À prime abord, il est important de spécifier qu’il est légal de coucher dans un cache si celle-ci est érigée sur un territoire privé. En pareil cas, il est par contre important de respecter certaines règles strictes pour ne pas être accusé d’entreposage illégal d’une arme à feu, de chasser la nuit ou d’utilisation illégale d’une source de lumière supérieure à 6 volts. Pour ce qui a trait aux territoires publics, c’est une tout autre histoire car la légalité de la construction d’une cache permettant d’y dormir est loin d'être tolérée…
Dans la société d’aujourd’hui, nous sommes habitués de fonctionner avec des règles qui nous dressent en quelque sorte une ligne de conduite à suivre. Sans cette façon de faire, ce pourrait facilement être l’anarchie. Les choses sont claires et on sait à quoi s’attendre. Ce n’est malheureusement pas le cas dans tous les domaines et sans balises claires, certains peuvent se réveiller avec des surprises désagréables. C’est le cas en ce qui concerne la confection de cache sur des terres publiques. Quand j’étais enfant, je me rappelle très bien d’avoir vu mon père partir chasser l’orignal et dire à ma mère qu’il coucherait dans sa cache fermée avec son gros sac de couchage. C’était courant à l’époque de passer des jours et des nuits entières dans sa cache pour être certain d’être déjà sur place aux heures légales de chasse. Je dirais même que ça faisait parties des coutumes de chasse du temps. Aujourd’hui, pareille pratique est difficilement réalisable si vous chassez sur des terres publiques. L’article 54 de la Loi sur les terres du domaine de l’État stipule que «Nul ne peut ériger ou maintenir une construction sur les terres qui appartiennent à l’État sans en avoir préalablement obtenu l’autorisation du Ministère». En cas d’occupation illégale, la procédure habituelle veut que le ministre demande au contrevenant de libérer les lieux et de les remettre en état. En cas de refus, le contrevenant s’expose à des poursuites judiciaires.

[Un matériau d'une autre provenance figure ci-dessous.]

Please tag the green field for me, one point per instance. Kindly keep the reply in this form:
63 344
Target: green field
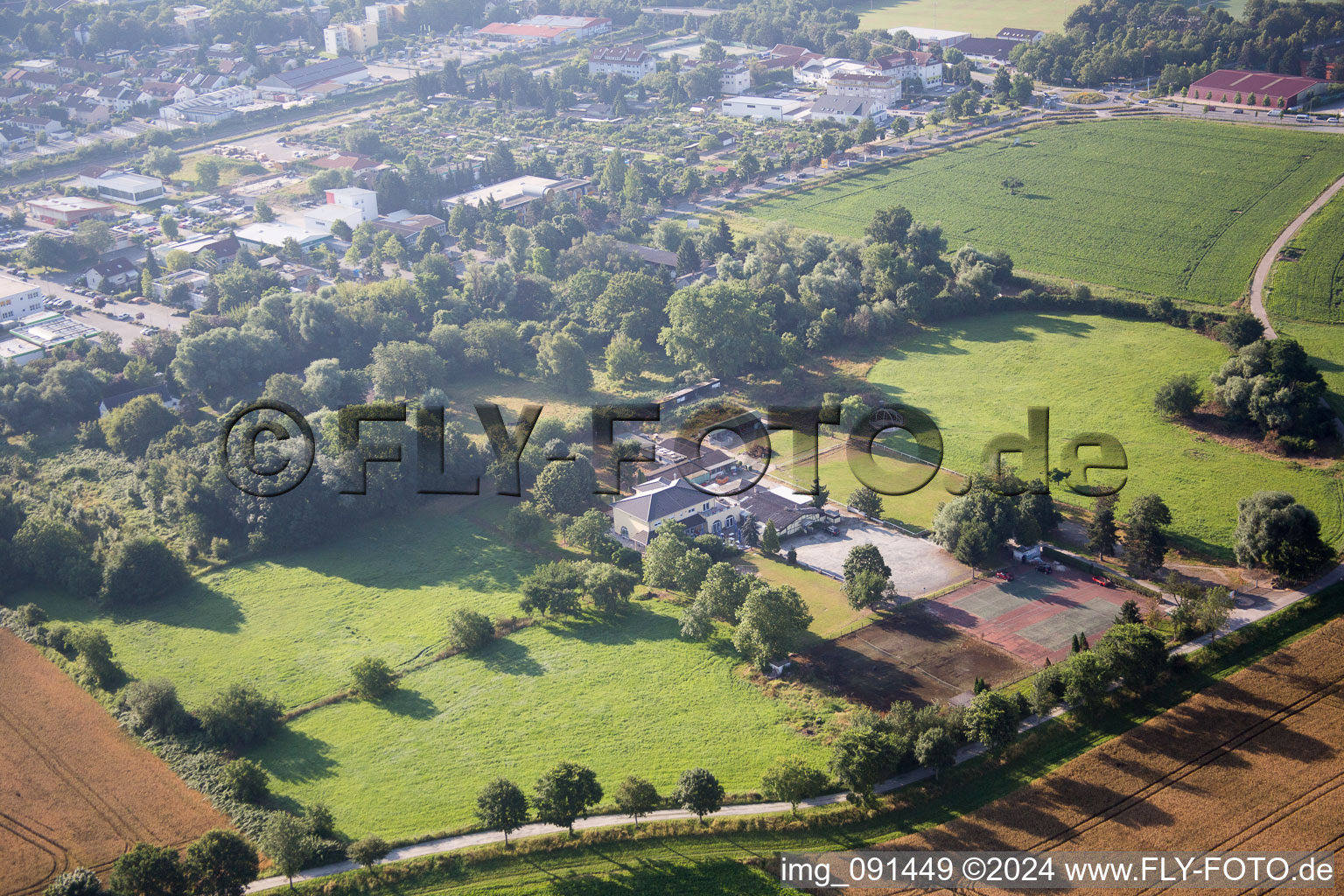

Les caches pour la pratique de la chasse sont bien sûr tolérées sur les terres du domaine de l’État mais jusqu’à quel point? C’est là que ce dossier devient nébuleux et que certains chasseurs voient leur cache placarder d’un avis de prise de possession de la part du Ministère. J’ai tenté d’obtenir de ce dernier des balises sur lesquelles les chasseurs pourraient se baser pour la construction de cache qui respecterait ce qui s’avère le tolérable pour le Ministère mais en vain. Les fonctionnaires se réfugient derrière l’article 54 de la Loi sur les terres du domaine de l’État et répètent qu’ils ne peuvent dicter des normes sur quelque chose qui est fondamentalement interdit à la base. Pourtant, ce serait si simple de clarifier cette situation. Au lieu de cela, chaque bureau régional du territoire québécois peut définir ses propres règles et c’est le citoyen qui s’y perd dans tout cela. Ce que j’ai par contre compris, c’est que le Ministère ne tolère pas une cache dans laquelle on retrouve un lit permettant d’y dormir ou un système au gaz permettant de se faire à manger. Rendu là , cette installation est considérée comme un abri sommaire et une telle construction ne peut être érigée sans être détenteur d’un bail de location pour abri sommaire. Il est à noter que le Ministère intervient dans ce type de dossier que lorsqu’un cas a été porté à son attention.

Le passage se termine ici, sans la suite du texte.